The verbal circling might go on forever. I rattled the ring handle as a warning before I opened the door a span width. Ned, in just his dressing robe, was standing at the window, his hands
were on his thighbones and his head was thrown back as if his brother’s presence starved the chamber of air.

His antagonist, a fit, fine-featured man in his twenties with light brown hair neat beneath a cream velvet cap, was sprawled in the carved chair, very much at home, an ankle resting on the opposite knee. Cheveril-gloved fingers toyed with the pendant bull upon his great gilded collar and a smirk serifed his mouth; clearly he was enjoying the sport of brother baiting. He looked round angrily at the disturbance.

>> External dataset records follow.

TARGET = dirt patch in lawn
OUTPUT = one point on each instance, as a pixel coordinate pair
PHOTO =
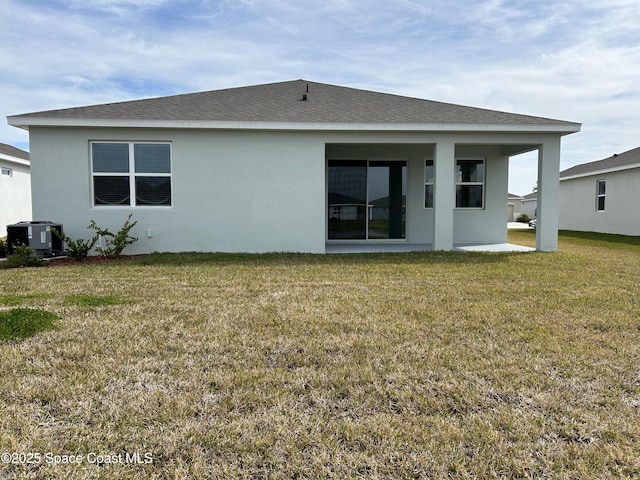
(62, 261)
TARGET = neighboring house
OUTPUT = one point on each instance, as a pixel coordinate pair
(15, 187)
(514, 206)
(289, 166)
(602, 196)
(530, 204)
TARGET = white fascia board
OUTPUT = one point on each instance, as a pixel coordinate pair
(16, 160)
(26, 122)
(604, 171)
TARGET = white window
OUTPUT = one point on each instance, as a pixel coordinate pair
(131, 174)
(428, 184)
(601, 190)
(469, 183)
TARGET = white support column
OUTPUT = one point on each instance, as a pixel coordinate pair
(444, 195)
(548, 187)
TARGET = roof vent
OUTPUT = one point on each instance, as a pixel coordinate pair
(304, 95)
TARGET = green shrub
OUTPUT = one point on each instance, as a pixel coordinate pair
(22, 256)
(78, 249)
(25, 322)
(114, 243)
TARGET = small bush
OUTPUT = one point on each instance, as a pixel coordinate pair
(25, 322)
(114, 243)
(78, 249)
(22, 256)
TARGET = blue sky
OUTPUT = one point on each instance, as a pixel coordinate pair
(576, 60)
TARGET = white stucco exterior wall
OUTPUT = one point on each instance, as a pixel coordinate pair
(577, 202)
(228, 193)
(15, 192)
(265, 191)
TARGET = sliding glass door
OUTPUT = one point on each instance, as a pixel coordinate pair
(366, 199)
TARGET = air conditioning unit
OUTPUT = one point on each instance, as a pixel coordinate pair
(37, 235)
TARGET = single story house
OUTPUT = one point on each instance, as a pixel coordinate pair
(289, 166)
(15, 187)
(602, 196)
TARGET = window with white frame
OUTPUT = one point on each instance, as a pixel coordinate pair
(601, 190)
(469, 183)
(131, 174)
(428, 184)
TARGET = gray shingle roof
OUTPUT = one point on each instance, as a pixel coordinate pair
(616, 161)
(13, 151)
(283, 102)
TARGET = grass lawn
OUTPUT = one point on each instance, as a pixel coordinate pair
(420, 365)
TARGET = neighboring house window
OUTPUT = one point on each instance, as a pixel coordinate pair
(600, 194)
(428, 184)
(469, 183)
(131, 173)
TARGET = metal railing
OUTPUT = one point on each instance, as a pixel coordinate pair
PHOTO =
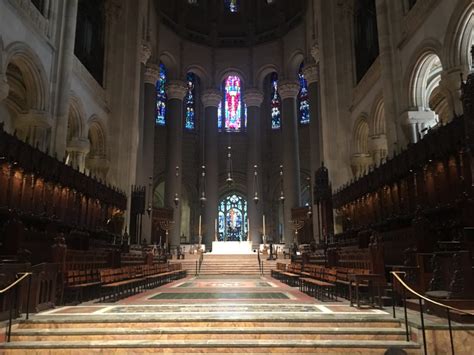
(13, 288)
(396, 276)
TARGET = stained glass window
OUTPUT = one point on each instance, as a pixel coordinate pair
(161, 97)
(276, 103)
(303, 100)
(190, 119)
(232, 220)
(230, 113)
(232, 5)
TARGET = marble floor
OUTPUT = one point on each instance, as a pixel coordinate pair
(248, 297)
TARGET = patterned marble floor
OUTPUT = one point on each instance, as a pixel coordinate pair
(219, 297)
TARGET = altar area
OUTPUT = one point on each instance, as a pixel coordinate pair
(232, 247)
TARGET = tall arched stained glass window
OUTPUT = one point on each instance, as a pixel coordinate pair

‘Who’s this? The latest bed-warmer?’

‘No, my lord,’ I replied, much put out. If Ned did not like this man, why should I? My glance fell on the shabby footstool. ‘I’m his grace’s new counsellor on furnishings, and footstools in particular. CLOTHES?’ I mouthed at my sovereign liege. Ned sucked in his cheeks and was trying not to splutter.

George, Duke of Clarence glanced from Ned to me. His irritation subsided.

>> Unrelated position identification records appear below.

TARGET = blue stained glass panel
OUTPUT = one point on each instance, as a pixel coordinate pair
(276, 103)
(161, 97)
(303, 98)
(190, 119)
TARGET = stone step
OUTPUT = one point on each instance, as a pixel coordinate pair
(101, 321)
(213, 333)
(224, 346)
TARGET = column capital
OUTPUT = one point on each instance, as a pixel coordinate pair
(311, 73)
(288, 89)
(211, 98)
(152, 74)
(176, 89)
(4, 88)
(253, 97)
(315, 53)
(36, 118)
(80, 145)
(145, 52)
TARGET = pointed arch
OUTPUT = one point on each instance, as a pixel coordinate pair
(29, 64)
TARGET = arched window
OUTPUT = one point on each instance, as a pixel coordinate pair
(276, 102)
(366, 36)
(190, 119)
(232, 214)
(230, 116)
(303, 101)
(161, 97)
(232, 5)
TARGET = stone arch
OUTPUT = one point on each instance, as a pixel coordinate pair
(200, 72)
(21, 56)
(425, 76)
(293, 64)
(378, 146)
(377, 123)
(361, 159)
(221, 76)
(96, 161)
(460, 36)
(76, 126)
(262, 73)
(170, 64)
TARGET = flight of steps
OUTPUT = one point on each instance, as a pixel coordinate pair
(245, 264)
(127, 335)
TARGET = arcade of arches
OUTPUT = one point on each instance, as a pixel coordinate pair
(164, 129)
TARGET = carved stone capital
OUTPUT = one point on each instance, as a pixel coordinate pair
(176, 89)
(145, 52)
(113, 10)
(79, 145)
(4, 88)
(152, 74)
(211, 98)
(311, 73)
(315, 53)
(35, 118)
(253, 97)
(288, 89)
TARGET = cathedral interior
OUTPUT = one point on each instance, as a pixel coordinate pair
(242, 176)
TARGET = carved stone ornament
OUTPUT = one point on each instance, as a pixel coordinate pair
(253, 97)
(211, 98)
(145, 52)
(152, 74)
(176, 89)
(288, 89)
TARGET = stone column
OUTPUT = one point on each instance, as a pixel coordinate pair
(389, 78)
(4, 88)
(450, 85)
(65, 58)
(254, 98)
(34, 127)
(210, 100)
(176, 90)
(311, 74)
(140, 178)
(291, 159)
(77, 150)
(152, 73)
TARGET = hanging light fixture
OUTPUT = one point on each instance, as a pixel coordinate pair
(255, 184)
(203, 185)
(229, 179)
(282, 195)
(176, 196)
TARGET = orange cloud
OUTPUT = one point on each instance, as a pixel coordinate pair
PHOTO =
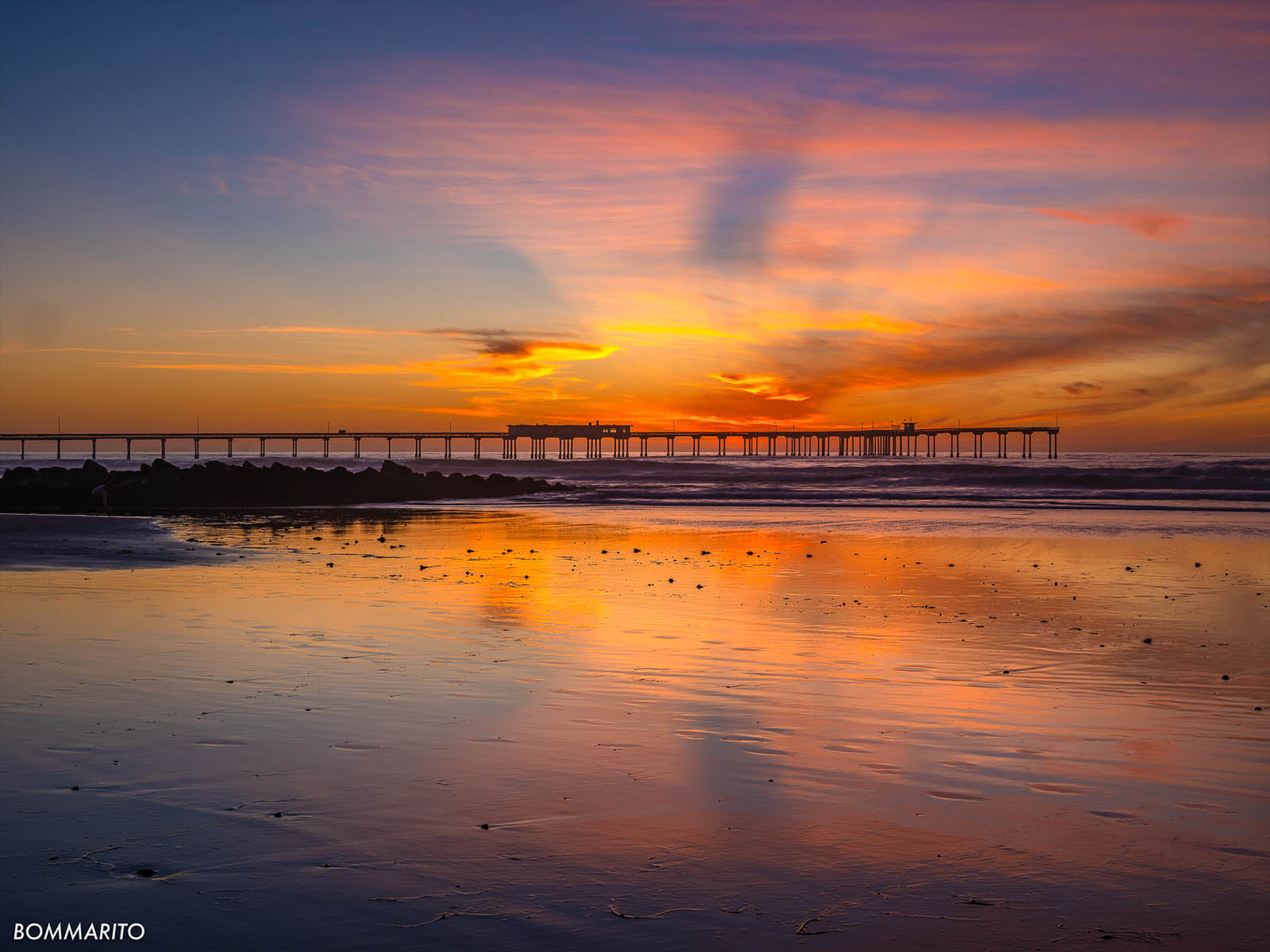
(508, 361)
(1143, 221)
(761, 385)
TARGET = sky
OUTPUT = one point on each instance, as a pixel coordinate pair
(695, 213)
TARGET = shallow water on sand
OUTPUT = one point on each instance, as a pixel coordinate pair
(826, 731)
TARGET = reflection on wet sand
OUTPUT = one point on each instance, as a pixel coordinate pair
(518, 727)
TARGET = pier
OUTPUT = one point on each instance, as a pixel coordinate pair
(598, 441)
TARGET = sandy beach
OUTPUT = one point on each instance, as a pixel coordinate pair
(660, 729)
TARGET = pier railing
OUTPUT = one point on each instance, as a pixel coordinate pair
(882, 442)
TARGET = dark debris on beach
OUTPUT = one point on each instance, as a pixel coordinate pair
(162, 486)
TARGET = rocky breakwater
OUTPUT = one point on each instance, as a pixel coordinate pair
(162, 486)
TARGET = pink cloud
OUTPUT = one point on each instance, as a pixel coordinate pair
(1143, 221)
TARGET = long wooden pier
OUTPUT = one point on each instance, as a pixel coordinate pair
(902, 441)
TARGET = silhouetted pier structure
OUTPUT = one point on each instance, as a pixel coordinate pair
(907, 440)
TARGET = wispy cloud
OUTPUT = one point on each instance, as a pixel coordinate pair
(1143, 221)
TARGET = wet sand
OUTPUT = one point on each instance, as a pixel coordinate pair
(33, 543)
(857, 731)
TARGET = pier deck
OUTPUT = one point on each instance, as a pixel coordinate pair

‘Footstools?’ he mocked. ‘Old Nursie’s footstool?’

‘Yes, my lord,’ I replied sternly. ‘One has to take into account the amount of sunlight and whether his highness may come in wet shod. The dyes must be of the best.’

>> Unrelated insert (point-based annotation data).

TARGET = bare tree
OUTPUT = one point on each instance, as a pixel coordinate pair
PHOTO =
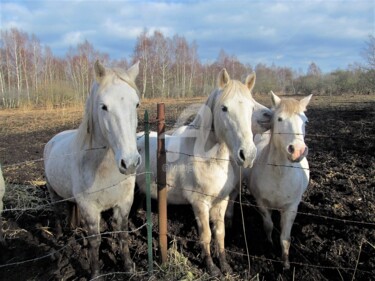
(369, 52)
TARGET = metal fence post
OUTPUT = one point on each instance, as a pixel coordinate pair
(161, 178)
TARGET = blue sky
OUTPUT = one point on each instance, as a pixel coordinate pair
(287, 33)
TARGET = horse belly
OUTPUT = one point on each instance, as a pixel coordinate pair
(115, 190)
(277, 190)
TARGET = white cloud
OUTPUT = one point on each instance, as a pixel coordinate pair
(289, 32)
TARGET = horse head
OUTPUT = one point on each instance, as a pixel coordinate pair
(288, 126)
(116, 105)
(233, 108)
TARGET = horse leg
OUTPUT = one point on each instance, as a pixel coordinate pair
(74, 216)
(120, 223)
(287, 219)
(60, 210)
(217, 214)
(230, 209)
(267, 221)
(201, 212)
(2, 240)
(91, 218)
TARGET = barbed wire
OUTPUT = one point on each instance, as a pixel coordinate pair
(66, 246)
(273, 260)
(275, 209)
(72, 199)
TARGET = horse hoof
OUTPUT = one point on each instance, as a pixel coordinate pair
(286, 264)
(214, 271)
(226, 269)
(129, 267)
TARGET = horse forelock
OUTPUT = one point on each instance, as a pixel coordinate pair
(289, 106)
(232, 89)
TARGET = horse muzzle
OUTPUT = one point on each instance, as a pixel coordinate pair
(129, 165)
(297, 152)
(245, 157)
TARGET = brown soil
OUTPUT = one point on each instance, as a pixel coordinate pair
(333, 236)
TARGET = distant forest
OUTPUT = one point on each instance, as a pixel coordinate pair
(30, 74)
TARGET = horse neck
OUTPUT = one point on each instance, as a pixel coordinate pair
(272, 154)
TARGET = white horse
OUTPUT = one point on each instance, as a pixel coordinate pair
(94, 166)
(2, 191)
(200, 159)
(280, 174)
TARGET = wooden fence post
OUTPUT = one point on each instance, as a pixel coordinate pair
(148, 193)
(161, 178)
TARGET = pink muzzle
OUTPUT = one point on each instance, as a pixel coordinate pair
(297, 152)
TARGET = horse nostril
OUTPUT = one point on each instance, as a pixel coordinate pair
(241, 155)
(139, 160)
(291, 149)
(123, 164)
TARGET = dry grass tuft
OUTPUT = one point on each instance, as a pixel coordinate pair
(25, 200)
(180, 268)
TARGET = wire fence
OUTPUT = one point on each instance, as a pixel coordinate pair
(246, 204)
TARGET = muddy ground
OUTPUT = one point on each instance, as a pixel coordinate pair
(333, 237)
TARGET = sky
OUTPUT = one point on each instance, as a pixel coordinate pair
(331, 33)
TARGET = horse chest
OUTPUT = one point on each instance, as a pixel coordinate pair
(277, 188)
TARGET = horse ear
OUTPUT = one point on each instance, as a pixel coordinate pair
(133, 71)
(99, 70)
(304, 102)
(250, 81)
(223, 78)
(275, 99)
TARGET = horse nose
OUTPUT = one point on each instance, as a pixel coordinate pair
(241, 155)
(291, 148)
(245, 157)
(139, 161)
(123, 164)
(128, 165)
(297, 152)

‘Jane,’ murmured Ned, striding across to me and setting his hands about my sheeted waist, ‘if you do not hold your tongue, I shall die from laughter and my brother here will be so glad.’

O Jesu! So his visitor was the weathervane of the family.

‘I’ faith,’ murmured the duke, rising to his feet to inspect me, ‘maybe I could use some advice on footstools, brother. Does she suck toes as well as lick your soles? Pray, come further in, woman, and discuss your terms. I’ll pay you more.